TECHNOLOGY

Good Game: Is Virtual Reality Having Its Mobile Moment?

By Brian Crecente
Tribune News Service

WWR Article Summary (tl;dr) Tom Harding, director of VR and immersive products at Samsung says “Mobile phones aren’t only relevant; they’re critical to the growth of VR.” So apparently, all VR will not be created equal. Keep your eyes peeled for watered-down versions of reality headsets for mobile phones.

Tribune News Service

When it comes to emerging technology, convenience always seems to supplant just about everything else.

Apple’s original iPhone is the greatest example of that.

It’s not a very good phone, it’s not that great a camera, the games on it can be aggressively bad, creations that have more in common with a slot machine than Pac-Man, and yet here we are: Camera sales are down, seemingly everyone owns a smartphone, and game sales on the device are astronomical.

It’s not that people are technology masochists; it’s that unlike a camera or a gaming machine, you can slip the iPhone into your pocket and it does a perfectly fine job of replacing both of those things.

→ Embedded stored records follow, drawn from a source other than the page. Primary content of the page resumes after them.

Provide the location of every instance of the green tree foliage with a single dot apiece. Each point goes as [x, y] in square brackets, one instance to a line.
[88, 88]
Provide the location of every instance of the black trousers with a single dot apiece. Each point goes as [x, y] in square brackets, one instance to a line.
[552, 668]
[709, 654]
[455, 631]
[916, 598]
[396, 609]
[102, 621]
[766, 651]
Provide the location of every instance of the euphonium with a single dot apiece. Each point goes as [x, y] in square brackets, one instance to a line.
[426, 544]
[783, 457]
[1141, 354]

Not a great job, just a passable one.

And now, it seems that virtual reality is beginning to have its mobile moment.

HTC and Oculus, creators of two of the most popular high-end, computer-powered virtual reality headsets, are also busy supporting the much less grandiose VR that can be delivered with mobile phones.

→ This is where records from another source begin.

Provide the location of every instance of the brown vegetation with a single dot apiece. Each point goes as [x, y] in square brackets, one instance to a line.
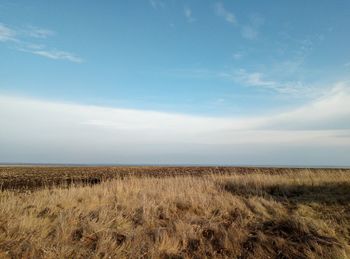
[232, 213]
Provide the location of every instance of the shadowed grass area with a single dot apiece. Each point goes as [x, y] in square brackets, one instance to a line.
[289, 214]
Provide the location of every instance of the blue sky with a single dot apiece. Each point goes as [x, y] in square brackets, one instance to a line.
[264, 71]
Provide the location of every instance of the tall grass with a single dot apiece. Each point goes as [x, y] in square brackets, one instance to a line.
[304, 214]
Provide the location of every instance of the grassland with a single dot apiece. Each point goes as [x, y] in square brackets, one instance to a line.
[188, 212]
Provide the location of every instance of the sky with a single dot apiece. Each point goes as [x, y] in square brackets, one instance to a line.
[175, 82]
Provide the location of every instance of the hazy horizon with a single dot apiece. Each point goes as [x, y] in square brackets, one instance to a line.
[175, 82]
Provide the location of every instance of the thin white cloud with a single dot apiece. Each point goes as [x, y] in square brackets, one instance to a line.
[251, 30]
[36, 32]
[227, 15]
[188, 14]
[260, 80]
[156, 3]
[25, 40]
[6, 33]
[44, 131]
[53, 54]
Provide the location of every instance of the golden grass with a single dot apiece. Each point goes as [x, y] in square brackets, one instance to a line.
[296, 214]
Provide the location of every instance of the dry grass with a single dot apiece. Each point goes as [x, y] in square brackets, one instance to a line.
[263, 214]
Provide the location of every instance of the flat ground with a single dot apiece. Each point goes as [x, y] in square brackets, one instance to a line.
[174, 212]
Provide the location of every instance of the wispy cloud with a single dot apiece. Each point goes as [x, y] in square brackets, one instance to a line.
[156, 3]
[26, 40]
[80, 133]
[36, 32]
[227, 15]
[251, 29]
[53, 54]
[188, 14]
[7, 34]
[262, 81]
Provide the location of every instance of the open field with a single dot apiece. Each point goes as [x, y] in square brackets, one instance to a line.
[188, 212]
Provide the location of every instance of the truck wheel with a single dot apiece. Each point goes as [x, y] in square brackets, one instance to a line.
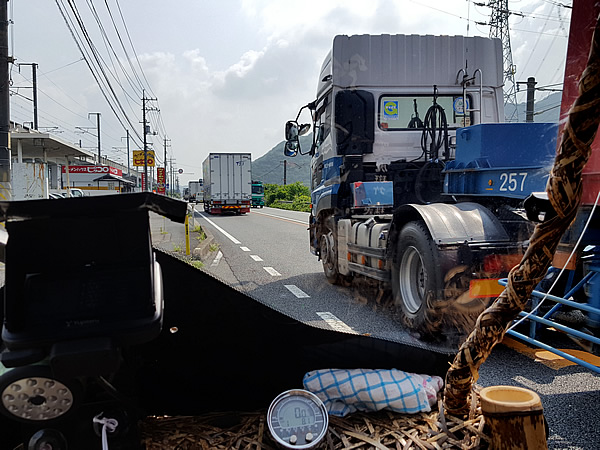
[329, 257]
[416, 278]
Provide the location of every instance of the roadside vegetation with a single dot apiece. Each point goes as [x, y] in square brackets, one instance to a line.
[295, 196]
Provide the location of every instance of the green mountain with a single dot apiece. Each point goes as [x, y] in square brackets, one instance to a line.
[269, 167]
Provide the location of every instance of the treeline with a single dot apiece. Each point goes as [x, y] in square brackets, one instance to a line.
[295, 196]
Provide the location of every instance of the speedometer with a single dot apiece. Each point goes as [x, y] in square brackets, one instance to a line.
[297, 419]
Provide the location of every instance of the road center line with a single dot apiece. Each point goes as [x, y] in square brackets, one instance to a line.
[272, 271]
[335, 323]
[225, 233]
[283, 218]
[299, 293]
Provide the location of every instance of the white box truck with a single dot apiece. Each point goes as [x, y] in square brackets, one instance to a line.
[195, 193]
[227, 182]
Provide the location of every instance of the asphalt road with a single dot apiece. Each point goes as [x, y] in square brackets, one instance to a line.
[266, 254]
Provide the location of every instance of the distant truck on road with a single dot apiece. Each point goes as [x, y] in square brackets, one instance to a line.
[227, 182]
[195, 191]
[258, 194]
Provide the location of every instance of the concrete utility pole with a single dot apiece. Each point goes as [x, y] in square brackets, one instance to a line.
[166, 173]
[34, 80]
[146, 132]
[127, 137]
[5, 60]
[98, 129]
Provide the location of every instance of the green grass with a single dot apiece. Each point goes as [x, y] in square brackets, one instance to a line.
[197, 264]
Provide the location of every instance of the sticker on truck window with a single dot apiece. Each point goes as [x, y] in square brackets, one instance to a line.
[390, 110]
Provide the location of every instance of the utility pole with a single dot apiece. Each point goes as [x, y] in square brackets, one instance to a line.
[499, 29]
[530, 99]
[166, 173]
[5, 60]
[98, 129]
[34, 79]
[146, 132]
[127, 137]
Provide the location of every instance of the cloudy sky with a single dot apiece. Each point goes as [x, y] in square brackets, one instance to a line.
[226, 74]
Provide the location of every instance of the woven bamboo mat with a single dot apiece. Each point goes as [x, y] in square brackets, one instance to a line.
[380, 430]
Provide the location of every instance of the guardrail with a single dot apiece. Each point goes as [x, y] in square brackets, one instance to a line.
[537, 319]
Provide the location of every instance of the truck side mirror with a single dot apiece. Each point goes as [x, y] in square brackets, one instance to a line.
[304, 128]
[291, 130]
[291, 148]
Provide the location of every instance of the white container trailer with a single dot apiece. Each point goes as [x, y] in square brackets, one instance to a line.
[227, 182]
[196, 190]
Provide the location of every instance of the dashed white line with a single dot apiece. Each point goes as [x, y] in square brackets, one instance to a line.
[217, 259]
[272, 271]
[335, 323]
[225, 233]
[303, 222]
[296, 291]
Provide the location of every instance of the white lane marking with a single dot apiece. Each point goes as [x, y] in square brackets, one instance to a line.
[272, 271]
[296, 291]
[217, 259]
[227, 235]
[303, 222]
[335, 323]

Samsung’s Gear VR, which is powered by Oculus software and runs on a Samsung phone, has been on the market and doing remarkably well for more than two years. Just last month, HTC, which co-developed the powerful Vive VR headset, announced it was rolling out a storefront for phone VR software in China.

And earlier this month, Google launched out a felt-covered, squishy VR headset called the Daydream View.

Why are the companies that have spent so much on creating high-end virtual reality headsets also working to bring a watered-down version of the medium to phones?

“Mobile phones aren’t only relevant; they’re critical to the growth of VR,” Tom Harding, director of VR and immersive products at Samsung, told me recently. “Gear VR has been critical to the growth of the awareness of VR and its appeal to the mainstream.”

Daydream’s product director, Mike Jazayeri, says that the vast majority of people who have experienced virtual reality have done so on a mobile device.

“We believe that will be the case for years to come,” he said. “Our goal is to bring quality VR to everyone. For us, the mobile phone is the way to do that.”

The idea, according to Rikard Steiber, who heads up HTC’s efforts in VR, is that by relying on the ubiquity of mobile phones, virtual reality will quickly gain a massive audience. That, in turn, will bring in more developers, which will attract a bigger audience, some of whom may upgrade to a pricier model of VR.

And on and on.

But what about that significant dip in quality found in mobile VR?

It turns out that for VR, as with just about everything else a smartphone can kind of do, being a master of convenience but mediocre on delivery is absolutely fine.

Just look at Google Cardboard.

The cardboard headsets can be made with a pizza box and a couple of lenses, but developers have created more than 1,000 apps for the device.

“Given that nearly 10 million Google Cardboards have shipped,” Jazayeri said, “I think it has been good for VR.”

(Good Game is an internationally syndicated weekly news and opinion column about the big stories of the week in the gaming industry. Brian Crecente is a founding executive editor of Polygon.)